Cleveland Police Shooting Update: Tamir Rice Case Grand Jury Decision Expected Soon
Ahead of a vote by an Ohio grand jury impaneled in the death of Tamir Rice, his family and their lawyers said they are prepared to hear that the white police officer who fatally shot the black 12-year-old carrying a pellet gun will not face criminal charges. The grand jury meeting in Cleveland over Rice’s case, one of the most high-profile incidents of black deaths in the U.S. over the last two years, is expected to make a decision any day now, the Associated Press reported Monday.
Timothy Loehmann, who was a rookie officer when he shot Rice in a brief encounter captured on surveillance video Nov. 22, 2014, and patrolman Frank Garmback, who drove a police cruiser just feet away from the boy as he played at a local park, have argued that they feared Rice would use the plastic replica gun on them. After multiple investigations, expert testimonies that justified and condemned the shooting and grand jury meetings over the last 400 days, Rice’s family has lost hope in the fairness of the criminal justice process, their lawyers say.
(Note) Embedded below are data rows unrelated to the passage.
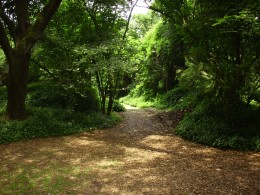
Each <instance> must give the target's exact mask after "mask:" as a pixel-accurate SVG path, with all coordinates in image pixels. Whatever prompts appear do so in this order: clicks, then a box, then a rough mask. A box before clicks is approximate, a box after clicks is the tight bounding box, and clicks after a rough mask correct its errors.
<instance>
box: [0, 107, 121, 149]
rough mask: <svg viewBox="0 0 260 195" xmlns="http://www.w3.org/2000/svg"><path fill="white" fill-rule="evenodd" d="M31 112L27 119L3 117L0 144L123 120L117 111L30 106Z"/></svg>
mask: <svg viewBox="0 0 260 195" xmlns="http://www.w3.org/2000/svg"><path fill="white" fill-rule="evenodd" d="M1 114H3V113H1ZM28 114H29V117H28V118H27V119H26V120H24V121H6V120H4V119H3V118H2V119H1V120H0V144H6V143H10V142H13V141H18V140H25V139H31V138H35V137H51V136H63V135H70V134H74V133H80V132H84V131H91V130H94V129H97V128H105V127H111V126H113V125H115V124H116V123H117V122H119V120H120V119H119V117H118V116H116V115H112V116H110V117H107V116H105V115H102V114H99V113H91V114H84V113H76V112H74V111H72V110H68V109H54V108H35V107H30V108H29V109H28Z"/></svg>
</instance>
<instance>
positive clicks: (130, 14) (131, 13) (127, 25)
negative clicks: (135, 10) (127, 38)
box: [123, 0, 138, 41]
mask: <svg viewBox="0 0 260 195" xmlns="http://www.w3.org/2000/svg"><path fill="white" fill-rule="evenodd" d="M137 3H138V0H136V1H135V3H134V5H133V6H132V7H131V10H130V14H129V16H128V19H127V23H126V27H125V32H124V35H123V41H124V40H125V38H126V33H127V31H128V28H129V23H130V20H131V17H132V13H133V10H134V8H135V6H136V4H137Z"/></svg>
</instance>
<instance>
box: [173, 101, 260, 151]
mask: <svg viewBox="0 0 260 195" xmlns="http://www.w3.org/2000/svg"><path fill="white" fill-rule="evenodd" d="M213 107H214V106H213ZM209 109H212V106H211V105H209V102H207V101H203V102H202V103H200V104H198V105H197V107H196V108H195V109H194V110H193V112H191V113H188V114H186V115H185V117H184V119H183V120H182V121H181V122H180V123H179V125H178V126H177V128H176V129H175V130H174V132H175V134H177V135H180V136H182V137H184V138H186V139H189V140H192V141H194V142H198V143H202V144H205V145H209V146H213V147H219V148H232V149H238V150H257V151H259V150H260V143H259V137H260V134H259V129H260V125H259V122H258V120H259V117H260V112H259V111H254V112H251V113H239V118H237V119H238V120H239V124H237V125H236V126H234V125H232V124H230V123H229V122H227V121H225V120H223V117H221V114H222V113H218V115H217V114H216V113H212V110H209Z"/></svg>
“This is apparently how long it takes to engineer denying justice to a family when the video of the incident clearly illustrates probable cause to charge the officer,” Subodh Chandra, a Cleveland attorney for the Rice family, told the AP. The Cuyahoga County sheriff’s office, the agency that led the investigative process, turned over its findings in the shooting to county prosecutor Tim McGinty in June.
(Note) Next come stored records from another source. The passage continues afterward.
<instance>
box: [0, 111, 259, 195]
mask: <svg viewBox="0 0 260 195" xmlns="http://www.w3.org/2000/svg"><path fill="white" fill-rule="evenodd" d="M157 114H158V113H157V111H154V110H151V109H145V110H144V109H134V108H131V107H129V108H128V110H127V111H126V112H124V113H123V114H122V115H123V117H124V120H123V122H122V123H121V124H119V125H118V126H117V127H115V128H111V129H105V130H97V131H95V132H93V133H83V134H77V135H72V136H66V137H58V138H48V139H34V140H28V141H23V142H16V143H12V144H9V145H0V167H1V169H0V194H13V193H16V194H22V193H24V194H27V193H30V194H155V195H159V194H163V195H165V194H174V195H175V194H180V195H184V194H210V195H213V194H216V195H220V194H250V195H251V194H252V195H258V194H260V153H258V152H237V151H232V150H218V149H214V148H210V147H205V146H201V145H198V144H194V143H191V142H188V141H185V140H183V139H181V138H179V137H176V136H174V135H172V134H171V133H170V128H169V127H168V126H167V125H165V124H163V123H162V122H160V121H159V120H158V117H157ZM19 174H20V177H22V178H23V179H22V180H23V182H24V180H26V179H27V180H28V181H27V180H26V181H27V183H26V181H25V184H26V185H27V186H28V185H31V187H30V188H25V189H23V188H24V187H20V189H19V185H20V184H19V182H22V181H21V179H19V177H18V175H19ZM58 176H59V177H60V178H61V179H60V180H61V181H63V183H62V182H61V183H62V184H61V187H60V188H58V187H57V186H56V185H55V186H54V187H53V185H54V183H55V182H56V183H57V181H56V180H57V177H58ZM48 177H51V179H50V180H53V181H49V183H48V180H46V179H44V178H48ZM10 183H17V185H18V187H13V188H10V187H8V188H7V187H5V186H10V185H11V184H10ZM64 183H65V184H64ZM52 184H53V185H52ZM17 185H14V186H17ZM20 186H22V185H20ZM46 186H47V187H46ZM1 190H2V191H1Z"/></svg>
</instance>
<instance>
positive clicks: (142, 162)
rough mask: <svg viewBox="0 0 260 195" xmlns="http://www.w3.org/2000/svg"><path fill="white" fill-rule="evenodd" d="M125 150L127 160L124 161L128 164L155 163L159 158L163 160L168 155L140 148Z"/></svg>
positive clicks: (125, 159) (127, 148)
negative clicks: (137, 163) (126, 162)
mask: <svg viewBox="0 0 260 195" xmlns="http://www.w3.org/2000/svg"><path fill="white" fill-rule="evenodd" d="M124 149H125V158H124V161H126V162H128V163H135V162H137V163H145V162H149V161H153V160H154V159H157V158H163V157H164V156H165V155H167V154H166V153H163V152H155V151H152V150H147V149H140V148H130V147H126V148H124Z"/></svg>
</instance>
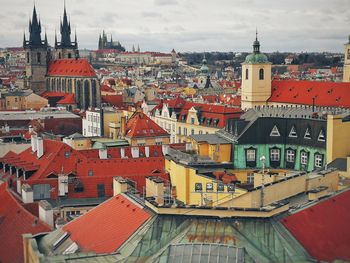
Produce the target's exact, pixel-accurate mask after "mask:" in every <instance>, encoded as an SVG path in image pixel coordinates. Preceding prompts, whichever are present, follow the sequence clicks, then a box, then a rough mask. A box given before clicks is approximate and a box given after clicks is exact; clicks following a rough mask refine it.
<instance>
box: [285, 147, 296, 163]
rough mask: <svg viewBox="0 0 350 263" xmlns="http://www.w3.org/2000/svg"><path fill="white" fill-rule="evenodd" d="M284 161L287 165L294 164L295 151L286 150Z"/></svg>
mask: <svg viewBox="0 0 350 263" xmlns="http://www.w3.org/2000/svg"><path fill="white" fill-rule="evenodd" d="M286 161H287V162H289V163H294V161H295V151H294V150H290V149H289V150H287V151H286Z"/></svg>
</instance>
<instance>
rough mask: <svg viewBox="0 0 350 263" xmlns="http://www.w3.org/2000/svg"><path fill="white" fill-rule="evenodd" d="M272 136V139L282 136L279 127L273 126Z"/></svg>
mask: <svg viewBox="0 0 350 263" xmlns="http://www.w3.org/2000/svg"><path fill="white" fill-rule="evenodd" d="M270 136H272V137H278V136H281V134H280V132H279V130H278V128H277V126H276V125H275V126H273V128H272V130H271V133H270Z"/></svg>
Joe Frolik, a spokesman for McGinty, has previously attributed the long investigation to the prosecutor’s office's interest in being “careful and thorough.” Grand jury proceedings are supposed to be secret but, seemingly at the urging of activists, McGinty released expert reports and investigative documents to the media and the public. But some of the materials, including two reports from independent law enforcement experts that support Loehmann’s actions, have enflamed anger over the grand jury process.
In June, activists successfully petitioned an Ohio judge to review the case. The judge ruled that video evidence of the shooting provides probable cause to charge Loehmann with murder and Garmback with reckless homicide, according to media reports. But criminal charges should be left up to prosecutors and the grand jury, he said.